American novelist and poet (born 1936)
Marge Piercy (born March 31, 1936) is a Jewish American poet, novelist, and social activist.
From: Wikiquote (CC BY-SA 4.0)
Lots of people are angry and just can't figure out where to aim their anger. We forget how to do anything political. Every generation has to start all over again-people have to figure out what's happened, but you have to start with two, three at a time, and organize. In the meantime, we need the poems-if not for the politicians then for the people the politicians ignore.
I am an intensely curious person, nosy, insatiable. As a poet, everything you experience, whether personally or vicariously or virtuously or virtually, for that matter, is your stuff. Imagery can't really be taught. You can lecture about the different kinds of imagery in different sorts of poems, but the truth is, imagery is the most personal core of a poet. What you know and what you feel becomes your imagery.
Religions have done far more damage over the centuries than good. Religion may help individuals to bear hard times and trouble and loss, but institutionalized religion of all stripes quickly becomes dangerous. Established religion always seems to breed a them vs us mentality that has lead to crusades, pogroms, ethnic cleansing, the Inquisition, genocide, civil war, and legal discrimination.

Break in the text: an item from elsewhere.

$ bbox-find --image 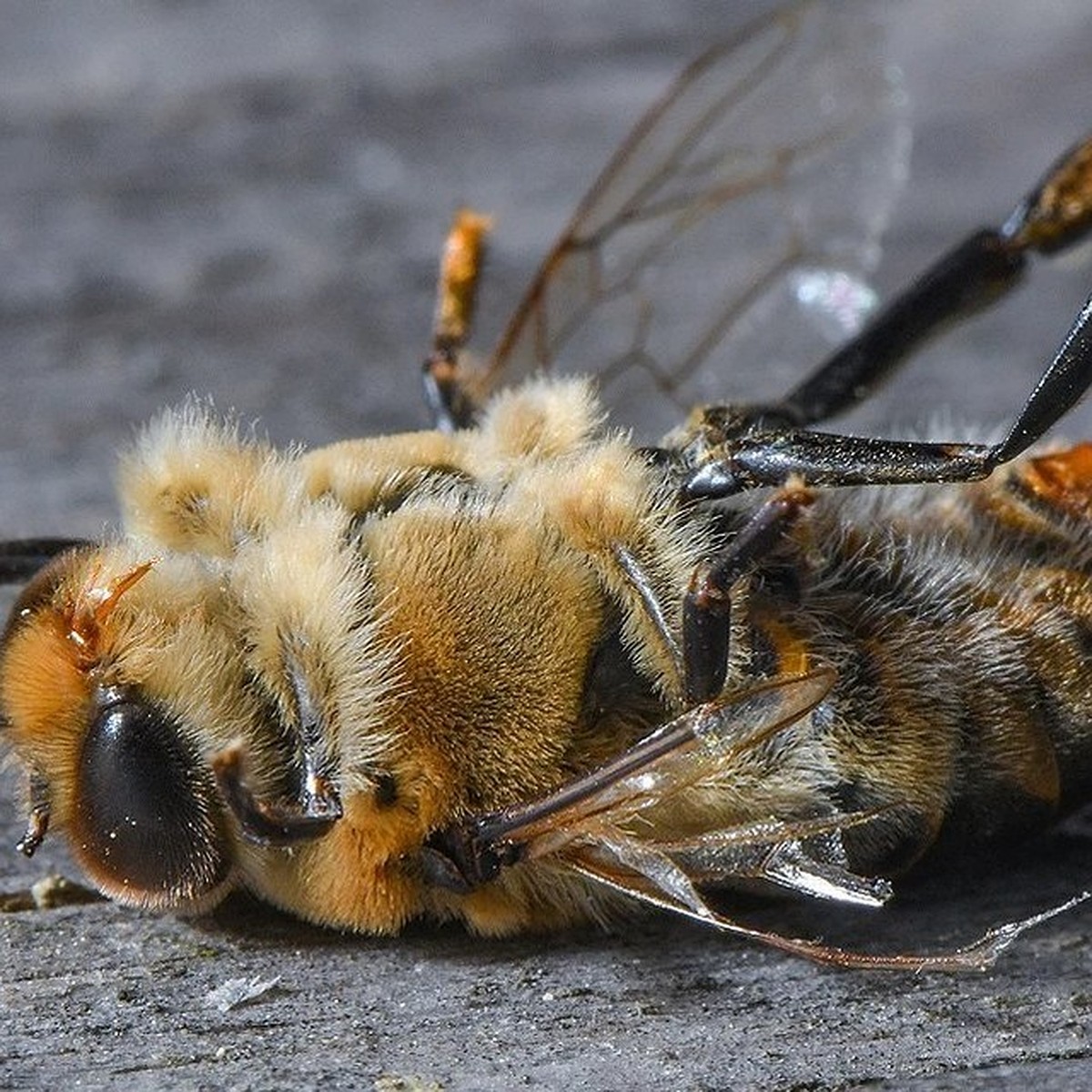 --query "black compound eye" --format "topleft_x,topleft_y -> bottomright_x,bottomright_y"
73,689 -> 228,906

My political ideas changed when feminism of the second wave developed. I had read Simone de Beauvoir’s The Second Sex partly in French, then far more easily in English as soon as it came out. But there was almost no context then for my feminist leanings until in 1967, we began to organize in women’s liberation. I learned a lot from Marxism but probably lean more toward syndicalist anarchism
The best way, we always say, to learn to write memoirs is to read memoirs and learn from those that don't work for you as well as from those who do. Look at how they did things. Separate out the craft elements. If you want to write detective stories, read them. If you want to write historical novels, read them.
What interests me in history is how those periods influenced the present. In Sex Wars, one of the alarming aspects is that in the period after the Civil War they were dealing with the same problems and issues we are dealing with today: the rights of women and minorities, immigration, abortion, contraception, income inequality, prison reform, election manipulation.